According my experience, it's more stable om 64bit system. The "broken
start of mailbox" issue I mentioned has been so common issue I has been
asked to solve. With rise of 64B system it almost disappeared.
Just out of curiosity, any reason to stick with the "mbox" format?
There are others (EG: 1-file/message & MIX ) which don't have the size
limitation and have distinct performance advantages.
I can' withstand to answer you using your own footer:
Better is not better, 'standard' is better. B{
Classic "UNIX" format used by most of MTA. It's de-facto standard. It's
simple and because its just text, it can be processed by simple tools
available on every system. And it can be read even with no tool at all.
Just remember the issue I described - broken mailbox can be corrected by
just text editor, or even automatically using sed.

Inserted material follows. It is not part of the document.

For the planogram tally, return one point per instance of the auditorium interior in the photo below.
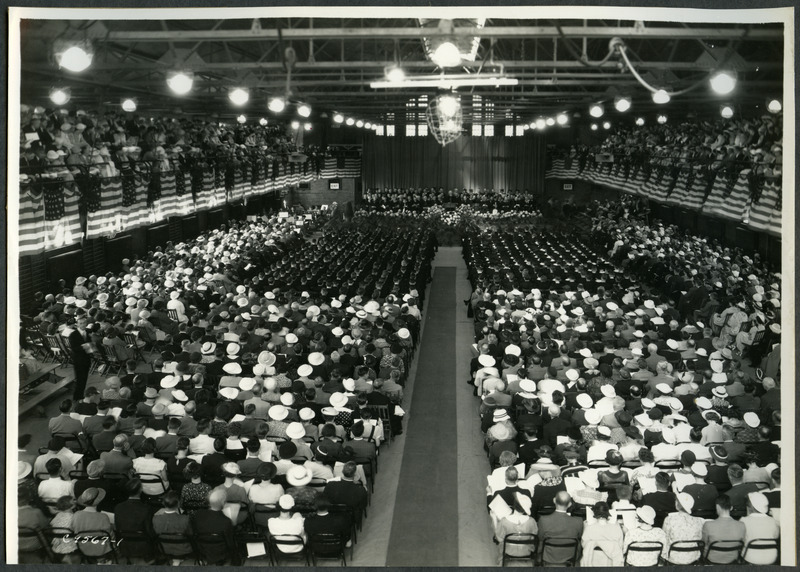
(501, 289)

For MBX I crafted own tool suitable to repair broken mailboxes. Even
with such tool I prefer standard UNIX format whenever possible (I fully
agree with you - standard is better).
For MIX no broken mailbox repair tool exists. I consider it unfinished
work I'm not ready to finish by self - as a result, I can't use it for
production deployment.
Finally, I hate 1-file/message format because large number of small
messages received will overload underlying filesystem (i-nodes are
limited resource) so I consider it so DoS prone.